Lake Farmpark’s Corn and Pumpkin Fest returns (photos)

KIRTLAND, Ohio – Lake Metroparks Farmpark does not raise enough crops to affect commodity prices, but it raises awareness every day.

This weekend and next mark the annual Corn and Pumpkin Festival, 9 a.m. to 5 p.m. Oct. 7, 13 and 14.

The rain stopped as if on cue Saturday morning as Farmpark opened. Attendance built throughout the day despite occasional sprinkles, but rain doesn’t much matter  because many festival activities are sheltered by tents or buildings.

Seasonally apt things were featured, including made-on-site pumpkin-and-sweet-potato soup, popcorn and apple smoothies. Some pumpkins were for sale, while others did double duty as bowling balls and gourds became the game pieces for tic-tac-toe.

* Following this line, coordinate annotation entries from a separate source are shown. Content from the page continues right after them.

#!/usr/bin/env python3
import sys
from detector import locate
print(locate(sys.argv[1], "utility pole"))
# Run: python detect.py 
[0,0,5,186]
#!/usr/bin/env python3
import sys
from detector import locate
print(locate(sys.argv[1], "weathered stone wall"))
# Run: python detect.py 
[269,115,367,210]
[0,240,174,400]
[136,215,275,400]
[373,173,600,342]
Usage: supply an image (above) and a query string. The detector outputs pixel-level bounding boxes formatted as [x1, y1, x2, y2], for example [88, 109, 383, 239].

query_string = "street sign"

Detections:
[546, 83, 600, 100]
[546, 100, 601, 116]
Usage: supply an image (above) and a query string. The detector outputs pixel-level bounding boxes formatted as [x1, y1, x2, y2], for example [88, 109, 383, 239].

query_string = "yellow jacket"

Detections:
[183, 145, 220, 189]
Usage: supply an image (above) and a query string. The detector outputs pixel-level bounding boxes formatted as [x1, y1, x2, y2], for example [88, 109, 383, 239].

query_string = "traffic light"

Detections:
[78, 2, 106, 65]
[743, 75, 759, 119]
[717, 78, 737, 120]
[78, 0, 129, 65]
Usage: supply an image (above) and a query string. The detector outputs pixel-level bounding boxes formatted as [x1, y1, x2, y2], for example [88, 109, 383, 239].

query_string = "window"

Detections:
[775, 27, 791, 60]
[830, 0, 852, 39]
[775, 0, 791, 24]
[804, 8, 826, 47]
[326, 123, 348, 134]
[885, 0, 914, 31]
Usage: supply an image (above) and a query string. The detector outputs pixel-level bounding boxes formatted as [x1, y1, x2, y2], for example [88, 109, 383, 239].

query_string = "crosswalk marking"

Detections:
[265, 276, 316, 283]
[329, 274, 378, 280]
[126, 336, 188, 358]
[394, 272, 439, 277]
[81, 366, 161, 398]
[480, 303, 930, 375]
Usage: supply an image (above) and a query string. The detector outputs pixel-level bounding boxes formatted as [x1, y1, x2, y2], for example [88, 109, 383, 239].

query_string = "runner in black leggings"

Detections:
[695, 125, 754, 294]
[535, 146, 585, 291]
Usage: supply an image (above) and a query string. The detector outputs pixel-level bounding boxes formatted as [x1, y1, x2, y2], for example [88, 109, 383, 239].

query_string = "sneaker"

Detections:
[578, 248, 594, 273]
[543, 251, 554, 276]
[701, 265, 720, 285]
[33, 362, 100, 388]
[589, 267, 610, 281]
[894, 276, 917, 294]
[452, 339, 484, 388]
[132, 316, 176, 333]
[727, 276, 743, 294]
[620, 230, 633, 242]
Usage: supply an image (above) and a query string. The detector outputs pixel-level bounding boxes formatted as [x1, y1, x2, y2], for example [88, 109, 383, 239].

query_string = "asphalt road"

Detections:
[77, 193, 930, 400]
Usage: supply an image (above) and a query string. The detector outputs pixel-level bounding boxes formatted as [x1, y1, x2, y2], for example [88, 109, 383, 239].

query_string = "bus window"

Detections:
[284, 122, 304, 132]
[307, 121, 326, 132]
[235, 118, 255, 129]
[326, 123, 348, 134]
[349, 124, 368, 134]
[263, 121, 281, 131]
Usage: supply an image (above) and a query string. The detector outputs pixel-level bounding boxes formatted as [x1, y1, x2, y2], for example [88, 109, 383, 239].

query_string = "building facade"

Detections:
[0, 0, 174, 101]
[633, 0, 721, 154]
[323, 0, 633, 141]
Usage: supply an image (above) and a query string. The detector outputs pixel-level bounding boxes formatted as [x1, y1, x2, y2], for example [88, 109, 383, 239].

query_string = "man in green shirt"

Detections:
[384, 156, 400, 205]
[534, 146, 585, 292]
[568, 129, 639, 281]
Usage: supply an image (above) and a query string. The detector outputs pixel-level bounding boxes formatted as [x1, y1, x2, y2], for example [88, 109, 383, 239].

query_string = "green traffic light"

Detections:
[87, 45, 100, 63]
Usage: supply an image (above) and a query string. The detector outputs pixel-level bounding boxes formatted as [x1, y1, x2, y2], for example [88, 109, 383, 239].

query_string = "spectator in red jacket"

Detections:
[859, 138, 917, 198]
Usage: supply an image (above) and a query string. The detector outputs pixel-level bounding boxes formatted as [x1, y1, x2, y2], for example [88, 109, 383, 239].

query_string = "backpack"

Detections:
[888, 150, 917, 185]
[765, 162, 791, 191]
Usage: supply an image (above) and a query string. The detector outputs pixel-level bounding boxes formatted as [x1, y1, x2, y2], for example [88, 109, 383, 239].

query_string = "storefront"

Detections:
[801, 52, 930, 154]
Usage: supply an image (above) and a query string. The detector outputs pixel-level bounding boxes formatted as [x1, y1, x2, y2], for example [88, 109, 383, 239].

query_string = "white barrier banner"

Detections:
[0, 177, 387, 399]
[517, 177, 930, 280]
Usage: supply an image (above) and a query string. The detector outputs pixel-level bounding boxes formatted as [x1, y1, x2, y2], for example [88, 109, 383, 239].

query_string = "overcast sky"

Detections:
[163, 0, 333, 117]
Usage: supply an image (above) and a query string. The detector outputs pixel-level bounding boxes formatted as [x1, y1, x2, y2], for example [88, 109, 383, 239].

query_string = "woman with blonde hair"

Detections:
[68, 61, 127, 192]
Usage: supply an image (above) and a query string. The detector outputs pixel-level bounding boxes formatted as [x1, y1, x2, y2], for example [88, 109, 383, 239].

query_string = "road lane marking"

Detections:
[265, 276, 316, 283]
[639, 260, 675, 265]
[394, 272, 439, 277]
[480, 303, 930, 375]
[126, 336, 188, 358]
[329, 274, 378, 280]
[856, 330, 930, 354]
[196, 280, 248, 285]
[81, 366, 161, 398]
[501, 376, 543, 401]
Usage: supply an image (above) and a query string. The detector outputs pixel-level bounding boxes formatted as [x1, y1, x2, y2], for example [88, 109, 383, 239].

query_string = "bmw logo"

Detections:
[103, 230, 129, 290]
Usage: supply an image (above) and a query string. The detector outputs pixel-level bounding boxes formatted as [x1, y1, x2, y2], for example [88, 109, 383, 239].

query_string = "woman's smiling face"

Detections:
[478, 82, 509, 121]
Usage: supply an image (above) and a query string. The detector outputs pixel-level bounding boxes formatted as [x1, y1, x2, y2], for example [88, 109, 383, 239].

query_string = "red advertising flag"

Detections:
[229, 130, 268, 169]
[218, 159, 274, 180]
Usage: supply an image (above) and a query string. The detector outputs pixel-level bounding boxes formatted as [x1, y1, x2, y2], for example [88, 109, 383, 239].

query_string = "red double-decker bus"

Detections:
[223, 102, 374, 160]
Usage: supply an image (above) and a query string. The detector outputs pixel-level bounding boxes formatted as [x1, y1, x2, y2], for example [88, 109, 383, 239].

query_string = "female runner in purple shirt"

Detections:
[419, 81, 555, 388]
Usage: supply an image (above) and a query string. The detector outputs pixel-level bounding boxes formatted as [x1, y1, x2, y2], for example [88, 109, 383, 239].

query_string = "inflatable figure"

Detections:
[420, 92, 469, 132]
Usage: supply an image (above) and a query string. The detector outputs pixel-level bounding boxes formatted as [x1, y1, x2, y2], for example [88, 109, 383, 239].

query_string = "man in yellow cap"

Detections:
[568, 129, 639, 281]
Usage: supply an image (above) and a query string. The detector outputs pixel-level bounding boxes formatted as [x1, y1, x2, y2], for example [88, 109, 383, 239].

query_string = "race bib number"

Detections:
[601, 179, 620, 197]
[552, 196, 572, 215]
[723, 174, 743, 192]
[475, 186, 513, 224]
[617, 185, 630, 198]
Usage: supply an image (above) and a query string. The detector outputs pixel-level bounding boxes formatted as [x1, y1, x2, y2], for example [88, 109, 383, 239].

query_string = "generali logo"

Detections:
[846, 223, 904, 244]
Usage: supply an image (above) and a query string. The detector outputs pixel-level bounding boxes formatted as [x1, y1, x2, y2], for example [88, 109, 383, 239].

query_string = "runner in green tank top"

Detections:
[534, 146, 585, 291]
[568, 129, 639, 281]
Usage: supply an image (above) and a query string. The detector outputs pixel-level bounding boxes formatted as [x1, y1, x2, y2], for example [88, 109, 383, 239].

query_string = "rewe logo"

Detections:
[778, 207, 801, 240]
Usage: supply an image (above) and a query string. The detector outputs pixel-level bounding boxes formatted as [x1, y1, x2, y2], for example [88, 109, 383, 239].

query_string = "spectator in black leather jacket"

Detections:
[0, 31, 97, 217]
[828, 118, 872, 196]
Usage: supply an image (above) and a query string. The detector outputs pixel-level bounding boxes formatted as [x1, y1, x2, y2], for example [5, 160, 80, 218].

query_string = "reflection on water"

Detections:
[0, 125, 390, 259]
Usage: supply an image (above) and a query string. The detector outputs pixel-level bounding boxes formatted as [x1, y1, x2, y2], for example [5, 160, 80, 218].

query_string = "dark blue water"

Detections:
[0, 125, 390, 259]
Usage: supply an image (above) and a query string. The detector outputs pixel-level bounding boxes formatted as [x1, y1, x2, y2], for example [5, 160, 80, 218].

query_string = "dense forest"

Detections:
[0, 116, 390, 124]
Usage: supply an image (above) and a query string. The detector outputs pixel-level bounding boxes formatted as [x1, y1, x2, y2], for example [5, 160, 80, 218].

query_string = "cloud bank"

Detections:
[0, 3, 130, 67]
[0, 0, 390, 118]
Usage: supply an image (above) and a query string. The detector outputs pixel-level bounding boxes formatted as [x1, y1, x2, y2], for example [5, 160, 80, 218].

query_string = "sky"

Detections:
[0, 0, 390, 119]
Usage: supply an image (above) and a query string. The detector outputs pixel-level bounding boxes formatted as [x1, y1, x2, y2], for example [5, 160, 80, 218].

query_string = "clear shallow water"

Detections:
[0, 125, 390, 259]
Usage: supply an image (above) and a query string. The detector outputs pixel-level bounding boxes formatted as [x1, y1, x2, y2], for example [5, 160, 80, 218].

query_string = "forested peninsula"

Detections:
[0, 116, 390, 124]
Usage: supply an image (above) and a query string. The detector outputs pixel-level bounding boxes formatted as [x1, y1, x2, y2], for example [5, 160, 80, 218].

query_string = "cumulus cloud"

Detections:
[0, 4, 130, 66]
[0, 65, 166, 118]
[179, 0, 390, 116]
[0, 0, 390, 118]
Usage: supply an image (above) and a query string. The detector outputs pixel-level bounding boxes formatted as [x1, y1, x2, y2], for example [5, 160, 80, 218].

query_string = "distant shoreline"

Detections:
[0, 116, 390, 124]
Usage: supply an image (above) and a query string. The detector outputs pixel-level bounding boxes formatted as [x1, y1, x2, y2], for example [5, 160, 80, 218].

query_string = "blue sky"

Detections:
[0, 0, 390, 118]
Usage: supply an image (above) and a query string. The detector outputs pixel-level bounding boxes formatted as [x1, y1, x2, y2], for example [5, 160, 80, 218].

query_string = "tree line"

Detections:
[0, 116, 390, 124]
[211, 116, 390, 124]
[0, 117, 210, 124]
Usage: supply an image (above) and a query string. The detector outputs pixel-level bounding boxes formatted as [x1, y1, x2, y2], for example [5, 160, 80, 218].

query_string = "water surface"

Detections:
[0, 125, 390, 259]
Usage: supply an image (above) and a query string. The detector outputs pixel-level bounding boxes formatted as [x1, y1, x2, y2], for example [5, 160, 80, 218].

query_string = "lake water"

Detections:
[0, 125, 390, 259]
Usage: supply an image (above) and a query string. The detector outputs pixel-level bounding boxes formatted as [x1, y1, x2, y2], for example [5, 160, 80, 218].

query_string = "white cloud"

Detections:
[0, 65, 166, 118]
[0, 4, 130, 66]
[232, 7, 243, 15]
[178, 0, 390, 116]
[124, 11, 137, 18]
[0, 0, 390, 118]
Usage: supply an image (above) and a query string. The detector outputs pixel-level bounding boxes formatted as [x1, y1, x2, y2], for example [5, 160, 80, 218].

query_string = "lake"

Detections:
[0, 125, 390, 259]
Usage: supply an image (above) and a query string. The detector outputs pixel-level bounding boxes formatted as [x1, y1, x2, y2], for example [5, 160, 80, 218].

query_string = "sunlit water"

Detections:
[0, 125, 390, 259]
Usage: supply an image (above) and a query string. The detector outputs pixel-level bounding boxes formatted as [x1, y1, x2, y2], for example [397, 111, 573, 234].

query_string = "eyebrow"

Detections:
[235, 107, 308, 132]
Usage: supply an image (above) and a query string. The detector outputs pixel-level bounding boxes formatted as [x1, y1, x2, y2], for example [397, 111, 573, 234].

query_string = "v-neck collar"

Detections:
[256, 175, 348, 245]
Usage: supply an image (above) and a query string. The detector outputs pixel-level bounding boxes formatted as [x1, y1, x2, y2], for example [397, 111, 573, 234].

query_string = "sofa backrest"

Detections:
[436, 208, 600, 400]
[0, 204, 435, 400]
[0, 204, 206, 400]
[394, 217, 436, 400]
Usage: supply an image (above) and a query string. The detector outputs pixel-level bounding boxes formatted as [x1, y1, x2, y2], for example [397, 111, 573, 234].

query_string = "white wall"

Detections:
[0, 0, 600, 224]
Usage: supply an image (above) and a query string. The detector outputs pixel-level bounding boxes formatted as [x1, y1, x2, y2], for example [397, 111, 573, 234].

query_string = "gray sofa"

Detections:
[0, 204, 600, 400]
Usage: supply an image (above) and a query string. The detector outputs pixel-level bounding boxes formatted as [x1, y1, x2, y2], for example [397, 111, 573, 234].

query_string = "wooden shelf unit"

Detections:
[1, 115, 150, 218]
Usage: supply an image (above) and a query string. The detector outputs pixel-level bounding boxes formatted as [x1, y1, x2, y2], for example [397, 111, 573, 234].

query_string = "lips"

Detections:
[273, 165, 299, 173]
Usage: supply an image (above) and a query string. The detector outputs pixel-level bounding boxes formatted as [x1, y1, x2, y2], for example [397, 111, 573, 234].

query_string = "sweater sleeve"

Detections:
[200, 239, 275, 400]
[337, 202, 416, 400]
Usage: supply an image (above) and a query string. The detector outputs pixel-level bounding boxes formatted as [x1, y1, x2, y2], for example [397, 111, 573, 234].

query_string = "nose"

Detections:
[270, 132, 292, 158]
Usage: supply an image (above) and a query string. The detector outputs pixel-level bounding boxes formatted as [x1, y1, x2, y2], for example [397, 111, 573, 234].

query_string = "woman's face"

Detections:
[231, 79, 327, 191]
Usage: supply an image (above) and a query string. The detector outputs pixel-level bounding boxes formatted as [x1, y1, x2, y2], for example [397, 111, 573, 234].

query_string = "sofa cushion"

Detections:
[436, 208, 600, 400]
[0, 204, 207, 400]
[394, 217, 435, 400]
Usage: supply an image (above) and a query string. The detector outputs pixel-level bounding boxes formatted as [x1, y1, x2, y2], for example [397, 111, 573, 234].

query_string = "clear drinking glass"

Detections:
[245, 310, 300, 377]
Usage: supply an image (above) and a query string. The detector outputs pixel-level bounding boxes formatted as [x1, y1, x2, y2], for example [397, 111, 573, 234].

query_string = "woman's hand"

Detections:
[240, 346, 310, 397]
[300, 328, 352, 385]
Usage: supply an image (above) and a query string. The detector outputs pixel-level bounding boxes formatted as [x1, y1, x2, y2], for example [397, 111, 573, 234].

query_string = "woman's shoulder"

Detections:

The 235-acre facility that joined the park system around 1990 had activities and demonstrations all over the grounds Saturday, including a border-collie demonstration, a chance to see farm animals of every size and shape, and demonstrations of milking by hand and machine.

Some of the featured events were whimsical but all activities remain focused on one goal. Andy McCoy, event manager at the Farmpark, said “our mission is to teach people where their food came from.”

He said the staff still talks about the time a child saw a milking demonstration in the dairy parlor and said, “I thought milk came from the grocery store.”

McCoy said the park also reminds people of how important agriculture has been to Lake County from its inception to this very day.

Farmpark administrator Lee Homyock said some form of harvest festival has been at the Farmpark since it began.

Before Lake Metroparks bought the land, the previous owners bred Arabian horses.

Horses are still in evidence, with everything from ultra-small specimens to a team of giant Percheron draft horses.

Internal-combustion power gets its due as well. One of the first sights when people enter the Visitor’s Center is a Ford Model 9 tractor. Red-and-gray Ford tractors powered thousands of American farms until the automaker got out of the tractor business around 1990.

There are also older tractors, some still operable, as well as old farm equipment, such as an antiquated combine and a corn binder.

Lake County residents get into the park for free on the first Sunday and third Tuesday of every month, which includes the Corn and Pumpkin festival on Sunday, Oct. 7. Regular admission ranges from $6 (ages 2-11) to $8 (age 60 and over).

The Haunted Hayride begins Friday, but already sold out in four hours, according to McCoy.

The Farmpark is at 8800 Euclid Chardon Road in Kirtland.

The Colors of Fall Open House at Penitentiary Glen Reservation is free on Sunday October 7 from noon to 4 p.m. People can hike or ride the miniature steam trains to experience the season and there will also be a presentation on how animals prepare for the onset of cold weather. Penitentiary Glen is at 8668 Kirtland Chardon Road (Route 6), Kirtland.